Russia undercuts Balkan republics with illicit funds

The Western Balkans are home to a stunning amount of illicit financial flow that is made possible by poor government, pervasive corruption, organized crime, and a booming shadow economy. Illegal capital is the Kremlin’s most effective sharp power tool.

The courageous resistance of Ukraine to Russia’s aggressive war has just jolted the geopolitical consciousness of the European Union. The European Commission swiftly opened up the possibility of membership to Ukraine, Moldova, and Georgia a year after the full-scale invasion.

Moreover, the three nations serve as the first line of defense against the Kremlin’s openly acknowledged ultimate objective, which is the abolition of the EU. Many, however, have doubts about whether all of the member states will remain committed to fulfilling this pledge.

The EU’s ability to complete the Western Balkans’ next round of enlargement by 2029 would be the true stress test.

Elites in the Western Balkans have long been fascinated by EU membership. Nonetheless, the prospect of a prosperous future for Europe frequently appears fanciful to many people in the continent.

Although the summit between the EU and the Western Balkans in December 2016 offered fresh hope, the protracted impasse continues, which causes dissatisfaction and paralysis. As a result, there is a void that malicious foreign actors, most notably Russia, have been deftly filling.

The region’s simmering ethnic divisions, state and media capture, and the legacy of Russian cognitive bias make it a prime target for Moscow’s ongoing hybrid war against the EU and the democratic West, with 51% of Serbs willing to vote against EU membership in a referendum and 40% still fond of Vladimir Putin despite his atrocities in Ukraine.

By building an opaque network of patronage throughout the continent to sway and drive decision-making in important markets and institutions, Russia has developed a pattern of negative economic impact throughout Europe.

Illegal capital, the Kremlin’s most effective sharp power instrument, moves astonishing amounts in and out of the WBs thanks to lax administration, widespread corruption, organized crime, and a thriving shadow economy.

On a global scale, illicit financial flows (IFFs) are thought to be worth between $1 and $1.5 trillion annually, while in the Balkans, they account for about 6% of GDP. This is twice as big as the global average in this area.

This jeopardizes the business climate, undermines the rule of law, and damages the efficiency of the criminal justice system.
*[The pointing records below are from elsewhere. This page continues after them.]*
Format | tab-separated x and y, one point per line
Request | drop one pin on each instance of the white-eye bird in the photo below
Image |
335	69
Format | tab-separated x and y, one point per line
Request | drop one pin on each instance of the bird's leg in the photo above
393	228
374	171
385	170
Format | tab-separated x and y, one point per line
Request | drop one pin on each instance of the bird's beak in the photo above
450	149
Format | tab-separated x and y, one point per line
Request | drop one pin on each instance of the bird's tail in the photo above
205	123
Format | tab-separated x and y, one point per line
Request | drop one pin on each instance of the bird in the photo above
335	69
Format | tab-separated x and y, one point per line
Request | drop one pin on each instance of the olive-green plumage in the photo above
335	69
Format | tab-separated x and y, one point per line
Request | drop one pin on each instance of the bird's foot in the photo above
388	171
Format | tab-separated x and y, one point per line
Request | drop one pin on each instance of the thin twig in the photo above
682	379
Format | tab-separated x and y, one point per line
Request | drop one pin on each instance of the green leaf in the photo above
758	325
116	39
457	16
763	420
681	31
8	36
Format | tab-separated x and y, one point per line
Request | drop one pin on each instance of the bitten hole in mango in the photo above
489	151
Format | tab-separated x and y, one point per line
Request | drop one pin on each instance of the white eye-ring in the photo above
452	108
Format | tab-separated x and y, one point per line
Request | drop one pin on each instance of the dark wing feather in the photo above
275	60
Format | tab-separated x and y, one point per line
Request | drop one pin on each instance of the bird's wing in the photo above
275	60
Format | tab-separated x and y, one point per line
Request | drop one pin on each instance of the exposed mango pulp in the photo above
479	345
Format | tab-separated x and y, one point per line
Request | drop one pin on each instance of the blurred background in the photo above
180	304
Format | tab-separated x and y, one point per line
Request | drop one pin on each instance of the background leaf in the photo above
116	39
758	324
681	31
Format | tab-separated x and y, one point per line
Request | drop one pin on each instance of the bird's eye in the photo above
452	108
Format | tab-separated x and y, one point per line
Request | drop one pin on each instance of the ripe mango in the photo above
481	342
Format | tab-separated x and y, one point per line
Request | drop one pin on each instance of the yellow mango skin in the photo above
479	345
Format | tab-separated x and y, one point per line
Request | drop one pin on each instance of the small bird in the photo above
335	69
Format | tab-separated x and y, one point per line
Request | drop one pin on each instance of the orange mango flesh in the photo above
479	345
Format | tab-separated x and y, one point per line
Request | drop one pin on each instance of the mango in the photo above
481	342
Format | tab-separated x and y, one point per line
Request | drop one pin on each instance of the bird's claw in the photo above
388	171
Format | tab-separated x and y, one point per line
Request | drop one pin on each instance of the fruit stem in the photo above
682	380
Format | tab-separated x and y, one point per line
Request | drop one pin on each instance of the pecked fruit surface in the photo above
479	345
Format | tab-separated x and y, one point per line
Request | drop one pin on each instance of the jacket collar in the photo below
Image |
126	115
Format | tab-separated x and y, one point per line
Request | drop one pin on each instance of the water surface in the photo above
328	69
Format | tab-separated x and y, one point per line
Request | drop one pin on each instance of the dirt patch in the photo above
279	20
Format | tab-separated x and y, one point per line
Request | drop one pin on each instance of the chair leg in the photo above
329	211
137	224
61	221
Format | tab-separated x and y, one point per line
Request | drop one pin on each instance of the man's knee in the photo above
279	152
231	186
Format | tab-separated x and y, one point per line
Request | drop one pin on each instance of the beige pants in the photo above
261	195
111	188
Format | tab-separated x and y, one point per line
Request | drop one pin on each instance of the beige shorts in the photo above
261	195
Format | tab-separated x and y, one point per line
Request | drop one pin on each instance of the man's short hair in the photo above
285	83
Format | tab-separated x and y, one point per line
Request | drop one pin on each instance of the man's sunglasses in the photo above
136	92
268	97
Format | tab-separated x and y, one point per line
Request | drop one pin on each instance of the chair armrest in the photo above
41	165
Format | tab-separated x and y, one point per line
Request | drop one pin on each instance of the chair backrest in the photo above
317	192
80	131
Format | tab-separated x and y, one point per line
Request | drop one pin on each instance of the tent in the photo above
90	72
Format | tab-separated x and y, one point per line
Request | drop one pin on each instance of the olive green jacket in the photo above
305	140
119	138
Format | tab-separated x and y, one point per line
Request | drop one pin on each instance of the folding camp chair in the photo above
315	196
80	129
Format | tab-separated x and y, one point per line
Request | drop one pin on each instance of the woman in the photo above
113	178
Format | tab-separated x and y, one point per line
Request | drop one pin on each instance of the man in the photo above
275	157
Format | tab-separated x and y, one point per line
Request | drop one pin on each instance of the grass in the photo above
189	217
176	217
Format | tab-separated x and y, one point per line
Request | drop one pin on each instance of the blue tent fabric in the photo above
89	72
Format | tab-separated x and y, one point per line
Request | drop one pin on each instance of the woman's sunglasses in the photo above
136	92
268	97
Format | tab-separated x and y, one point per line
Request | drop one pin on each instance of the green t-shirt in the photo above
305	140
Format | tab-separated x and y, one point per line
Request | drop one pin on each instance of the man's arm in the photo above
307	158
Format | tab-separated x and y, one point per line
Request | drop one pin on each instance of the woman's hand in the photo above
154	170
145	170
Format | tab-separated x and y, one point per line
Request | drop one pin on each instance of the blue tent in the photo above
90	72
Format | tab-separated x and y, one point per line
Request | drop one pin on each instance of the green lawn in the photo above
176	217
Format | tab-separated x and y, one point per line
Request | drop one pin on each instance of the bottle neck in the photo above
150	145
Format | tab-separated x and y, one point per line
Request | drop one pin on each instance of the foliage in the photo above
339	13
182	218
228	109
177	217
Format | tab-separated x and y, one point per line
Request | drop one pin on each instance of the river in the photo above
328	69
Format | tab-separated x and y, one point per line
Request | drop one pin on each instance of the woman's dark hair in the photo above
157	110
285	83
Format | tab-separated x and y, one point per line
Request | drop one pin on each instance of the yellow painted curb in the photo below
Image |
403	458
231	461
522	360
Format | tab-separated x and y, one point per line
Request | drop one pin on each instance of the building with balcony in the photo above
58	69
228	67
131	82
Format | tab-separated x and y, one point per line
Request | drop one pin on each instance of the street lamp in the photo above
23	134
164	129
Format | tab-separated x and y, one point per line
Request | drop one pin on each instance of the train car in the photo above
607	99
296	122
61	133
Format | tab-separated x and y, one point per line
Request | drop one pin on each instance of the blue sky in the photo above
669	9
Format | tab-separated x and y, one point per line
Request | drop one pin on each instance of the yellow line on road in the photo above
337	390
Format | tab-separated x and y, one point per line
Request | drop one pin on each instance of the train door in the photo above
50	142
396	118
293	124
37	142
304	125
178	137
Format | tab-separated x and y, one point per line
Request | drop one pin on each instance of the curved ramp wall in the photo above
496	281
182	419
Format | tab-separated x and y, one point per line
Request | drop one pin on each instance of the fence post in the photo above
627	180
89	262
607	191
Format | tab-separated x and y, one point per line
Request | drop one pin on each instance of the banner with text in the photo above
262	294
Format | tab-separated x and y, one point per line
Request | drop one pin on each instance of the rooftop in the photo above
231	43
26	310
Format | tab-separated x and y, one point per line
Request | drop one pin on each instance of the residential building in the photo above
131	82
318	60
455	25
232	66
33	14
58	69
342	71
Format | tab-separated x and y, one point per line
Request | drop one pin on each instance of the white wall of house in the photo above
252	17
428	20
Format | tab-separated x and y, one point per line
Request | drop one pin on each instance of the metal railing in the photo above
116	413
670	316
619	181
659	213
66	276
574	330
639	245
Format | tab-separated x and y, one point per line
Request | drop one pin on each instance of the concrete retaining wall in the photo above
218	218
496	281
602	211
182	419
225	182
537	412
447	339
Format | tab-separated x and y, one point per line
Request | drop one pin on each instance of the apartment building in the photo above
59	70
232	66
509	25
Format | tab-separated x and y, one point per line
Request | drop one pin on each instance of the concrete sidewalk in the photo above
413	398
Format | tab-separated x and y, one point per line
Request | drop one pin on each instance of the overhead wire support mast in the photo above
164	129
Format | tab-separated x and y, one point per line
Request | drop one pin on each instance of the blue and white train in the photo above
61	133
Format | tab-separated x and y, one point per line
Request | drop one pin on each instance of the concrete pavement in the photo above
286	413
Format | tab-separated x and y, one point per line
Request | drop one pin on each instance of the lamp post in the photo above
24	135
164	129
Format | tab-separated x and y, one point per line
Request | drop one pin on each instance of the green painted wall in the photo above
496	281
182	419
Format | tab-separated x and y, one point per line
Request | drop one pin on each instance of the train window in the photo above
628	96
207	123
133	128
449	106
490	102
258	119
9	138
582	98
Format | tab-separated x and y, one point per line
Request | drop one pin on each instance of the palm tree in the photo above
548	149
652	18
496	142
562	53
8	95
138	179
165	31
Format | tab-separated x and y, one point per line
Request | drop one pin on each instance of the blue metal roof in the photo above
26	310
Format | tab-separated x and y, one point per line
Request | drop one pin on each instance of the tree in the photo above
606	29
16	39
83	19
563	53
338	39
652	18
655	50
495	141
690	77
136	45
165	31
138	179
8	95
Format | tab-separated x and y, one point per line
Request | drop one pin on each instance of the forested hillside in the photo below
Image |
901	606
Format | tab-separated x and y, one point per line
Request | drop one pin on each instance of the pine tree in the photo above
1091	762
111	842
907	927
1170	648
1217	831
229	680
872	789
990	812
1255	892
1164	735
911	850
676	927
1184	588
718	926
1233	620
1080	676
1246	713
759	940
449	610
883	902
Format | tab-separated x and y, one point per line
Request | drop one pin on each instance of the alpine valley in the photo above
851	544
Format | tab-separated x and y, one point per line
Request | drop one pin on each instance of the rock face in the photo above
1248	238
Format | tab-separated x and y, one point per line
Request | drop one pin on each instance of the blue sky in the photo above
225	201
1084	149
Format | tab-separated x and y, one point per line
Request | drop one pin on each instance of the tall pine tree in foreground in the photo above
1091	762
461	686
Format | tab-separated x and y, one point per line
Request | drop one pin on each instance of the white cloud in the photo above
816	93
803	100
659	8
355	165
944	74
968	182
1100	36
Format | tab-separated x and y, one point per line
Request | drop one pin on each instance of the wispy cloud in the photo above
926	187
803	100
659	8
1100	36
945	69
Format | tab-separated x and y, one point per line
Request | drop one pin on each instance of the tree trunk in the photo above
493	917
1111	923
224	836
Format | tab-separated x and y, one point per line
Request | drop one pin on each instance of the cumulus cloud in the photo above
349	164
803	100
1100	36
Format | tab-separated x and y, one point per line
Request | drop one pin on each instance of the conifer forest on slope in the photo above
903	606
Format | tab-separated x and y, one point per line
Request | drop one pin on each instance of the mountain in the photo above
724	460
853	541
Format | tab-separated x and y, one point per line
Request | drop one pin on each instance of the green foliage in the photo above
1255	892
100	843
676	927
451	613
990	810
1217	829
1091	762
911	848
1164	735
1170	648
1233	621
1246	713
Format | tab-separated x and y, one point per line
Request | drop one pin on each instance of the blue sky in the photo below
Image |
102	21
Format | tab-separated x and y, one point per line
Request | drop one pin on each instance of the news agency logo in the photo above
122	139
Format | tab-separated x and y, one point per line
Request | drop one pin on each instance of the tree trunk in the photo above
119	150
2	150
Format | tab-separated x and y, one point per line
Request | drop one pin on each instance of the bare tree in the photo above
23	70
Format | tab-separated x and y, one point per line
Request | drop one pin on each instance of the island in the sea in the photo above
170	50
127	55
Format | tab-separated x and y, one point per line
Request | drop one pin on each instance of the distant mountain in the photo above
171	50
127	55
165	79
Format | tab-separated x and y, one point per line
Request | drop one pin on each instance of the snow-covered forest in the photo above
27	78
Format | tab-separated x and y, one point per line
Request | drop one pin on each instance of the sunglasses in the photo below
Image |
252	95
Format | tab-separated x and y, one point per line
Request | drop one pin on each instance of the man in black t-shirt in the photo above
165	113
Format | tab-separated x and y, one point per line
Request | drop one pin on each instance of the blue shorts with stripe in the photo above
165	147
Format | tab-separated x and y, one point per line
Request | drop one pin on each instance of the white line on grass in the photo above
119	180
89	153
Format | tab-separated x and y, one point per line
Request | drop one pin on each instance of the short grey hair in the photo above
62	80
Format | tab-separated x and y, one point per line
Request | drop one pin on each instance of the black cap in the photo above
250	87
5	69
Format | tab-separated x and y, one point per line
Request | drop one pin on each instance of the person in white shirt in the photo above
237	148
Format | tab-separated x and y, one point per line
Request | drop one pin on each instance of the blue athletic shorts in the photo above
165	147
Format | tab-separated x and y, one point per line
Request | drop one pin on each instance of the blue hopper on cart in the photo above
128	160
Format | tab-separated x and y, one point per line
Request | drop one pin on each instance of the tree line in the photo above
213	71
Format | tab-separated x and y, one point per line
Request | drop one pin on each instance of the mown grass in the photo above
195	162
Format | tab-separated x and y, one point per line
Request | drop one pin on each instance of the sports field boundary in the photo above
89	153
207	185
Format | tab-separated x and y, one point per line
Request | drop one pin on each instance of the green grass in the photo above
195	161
Illegal flows deplete public resources, scale back the range and caliber of public services, and erode trust in government institutions. Also, they build strong networks of influence that promote negative local or international objectives.

Stopping the flow of IFFs needs concerted action within the context of EU expansion and the Berlin Process, coherence within and between national and international normative frameworks, and recognition of IFFs as a global problem.

A new EU strategy for economic security is required, one that emphasizes the quick implementation of the European Anti-Money Laundering Authority as well as enhanced procedures for investment screening, asset forfeiture, and the enforcement of penalties.

The sooner such universal mechanisms for halting IFFs are able to span the Balkans, the EU, and the not-yet-EU through their larger capability, the better. This also holds true for similar law enforcement organizations like Europol, Frontex, the European Public Prosecutor’s Office, etc.

Although if not all cash that pass through IFFs come from underlying crimes, money that is made legally, somewhat legally, or clandestinely may nonetheless be transferred through shady channels and kept in foreign countries.

In order to prevent, detect, prosecute, and punish financial crimes, Balkan authorities must let money laundering to be looked into separately from other crimes and beneficial ownership transparency should be mandated.

The stronger security vetting of investments made by external parties in SEE and European businesses or operations, as well as the enforcement of transparency standards for beneficial ownership, are crucial.

Given the lower than average levels of compliance with international norms on risks from virtual assets, more focus should be paid to the cryptocurrency industry, which includes prominent new ways to move money illicitly into and out of the region.

On a policy, technological, and administrative level, much has already been done and may still be done to protect the Balkans from foreign nefarious influence and deny Moscow more chances to undermine democratic Europe.

To lay out a clear timeframe for the upcoming round of admission, the leaders of the free world must first demonstrate political vision and resolve, as they did with the region’s past enlargements.

The Balkans’ peoples stand to win freedom, peace, and prosperity from Europe’s completion of its enlargement, provided that neither side is compromised by the white-noise-disinformation cloak.